Genetic association between LHCGR variants and polycystic ovary syndrome: a meta-analysis.

Abstract

Background: The luteinizing hormone/choriogonadotropin receptor (LHCGR) is mapped at the 2p16.3 region, which was identified as a PCOS-susceptible locus in the first genome-wide association study (GWAS). Since then, several variants of LHCGR have been documented as susceptible loci for the development of PCOS, with striking differences due to diverse racial backgrounds. The present meta-analysis was conducted to unravel the association between LHCGR variants and PCOS.

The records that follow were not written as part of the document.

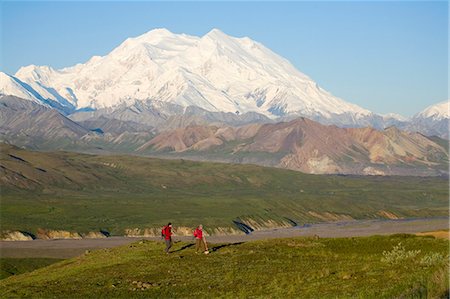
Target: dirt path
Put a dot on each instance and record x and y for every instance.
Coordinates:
(70, 248)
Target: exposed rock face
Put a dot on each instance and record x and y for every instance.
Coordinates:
(95, 235)
(16, 236)
(309, 147)
(57, 234)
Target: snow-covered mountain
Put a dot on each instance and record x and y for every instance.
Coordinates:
(216, 72)
(434, 120)
(436, 112)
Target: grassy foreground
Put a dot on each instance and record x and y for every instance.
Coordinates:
(78, 192)
(281, 268)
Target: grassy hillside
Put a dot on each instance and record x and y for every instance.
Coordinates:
(282, 268)
(78, 192)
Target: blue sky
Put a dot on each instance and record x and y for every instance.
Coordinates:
(383, 56)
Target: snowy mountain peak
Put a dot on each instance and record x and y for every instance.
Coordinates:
(216, 72)
(437, 112)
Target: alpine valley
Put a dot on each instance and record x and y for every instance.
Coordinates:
(216, 98)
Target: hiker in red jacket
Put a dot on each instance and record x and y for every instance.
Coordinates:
(200, 240)
(167, 234)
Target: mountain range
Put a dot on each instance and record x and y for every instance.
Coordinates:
(213, 97)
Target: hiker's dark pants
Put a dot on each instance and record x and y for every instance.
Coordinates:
(199, 244)
(168, 245)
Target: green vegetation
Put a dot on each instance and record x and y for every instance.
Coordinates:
(78, 192)
(280, 268)
(15, 266)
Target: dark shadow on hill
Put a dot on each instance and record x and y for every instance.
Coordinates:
(215, 248)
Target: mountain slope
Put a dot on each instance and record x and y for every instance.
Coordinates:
(83, 193)
(307, 146)
(216, 72)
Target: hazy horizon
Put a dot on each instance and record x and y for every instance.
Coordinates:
(383, 56)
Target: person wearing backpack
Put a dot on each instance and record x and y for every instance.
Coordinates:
(166, 233)
(200, 240)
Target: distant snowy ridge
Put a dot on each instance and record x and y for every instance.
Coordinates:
(216, 72)
(436, 112)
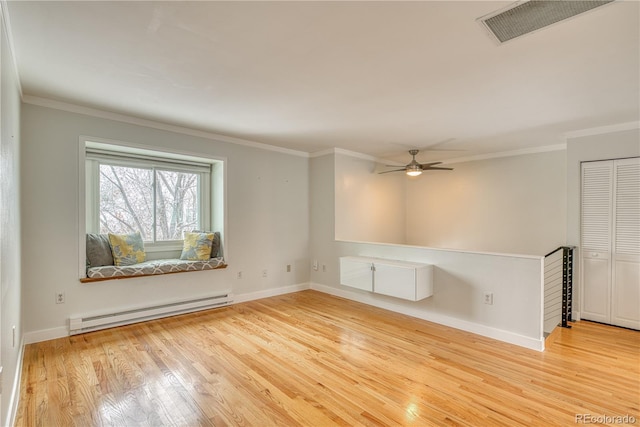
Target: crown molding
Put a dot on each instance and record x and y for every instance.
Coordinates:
(124, 118)
(602, 130)
(511, 153)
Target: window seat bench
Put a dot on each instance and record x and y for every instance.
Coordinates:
(150, 268)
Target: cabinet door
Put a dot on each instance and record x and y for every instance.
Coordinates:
(394, 280)
(356, 273)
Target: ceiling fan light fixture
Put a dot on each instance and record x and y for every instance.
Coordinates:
(414, 170)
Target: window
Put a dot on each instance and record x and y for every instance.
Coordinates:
(159, 194)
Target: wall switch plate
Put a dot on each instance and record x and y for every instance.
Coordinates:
(488, 298)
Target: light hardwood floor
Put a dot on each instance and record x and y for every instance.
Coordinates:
(310, 359)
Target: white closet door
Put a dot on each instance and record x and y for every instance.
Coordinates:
(625, 292)
(597, 186)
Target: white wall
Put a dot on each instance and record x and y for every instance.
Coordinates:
(460, 278)
(267, 226)
(369, 207)
(10, 273)
(513, 204)
(600, 146)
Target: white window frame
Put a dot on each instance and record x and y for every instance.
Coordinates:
(212, 206)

Methods: Databases such as PubMed, PCOSkb, and Google Scholar were extensively searched to gather the relevant articles. To determine the heterogeneity, I² statistic was used followed by fixed effect and random effect models depending on the degree of heterogeneity present. Different genetic models were used to assess the association between LHCGR variants and the risk of PCOS.

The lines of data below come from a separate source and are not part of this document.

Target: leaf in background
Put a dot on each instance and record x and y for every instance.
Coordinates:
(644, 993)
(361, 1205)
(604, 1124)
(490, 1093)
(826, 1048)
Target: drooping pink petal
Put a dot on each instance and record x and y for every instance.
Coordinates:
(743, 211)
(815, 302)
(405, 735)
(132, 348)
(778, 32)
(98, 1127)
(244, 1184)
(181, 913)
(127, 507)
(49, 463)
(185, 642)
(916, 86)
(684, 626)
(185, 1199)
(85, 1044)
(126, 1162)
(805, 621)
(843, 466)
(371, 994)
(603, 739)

Results: Out of the six studied variants, the rs2293275 and rs12470652 did not show an association with PCOS among any genetic models. The rs13405728 showed an association with all models in the overall analysis and after stratification it was associated but only in Asians. Only the recessive and additive models were found to be significantly associated with PCOS for the rs4539842 variant in the overall analysis. The rs4953616 variant displays an association under all models with the Asian and Indian populations during sub-group analysis. For the rs7371084 variant, dominant and allele models exhibited an association with PCOS during overall and sub-group analysis; however, in later only the Asians were significantly associated.

Conclusions: The rs4953616 variant exhibited the risk of PCOS in Indians however served as protective against the risk in Asians. The variants rs13405728, rs4539842, and rs7371084 were found to be acting as a protective factor against the development of PCOS.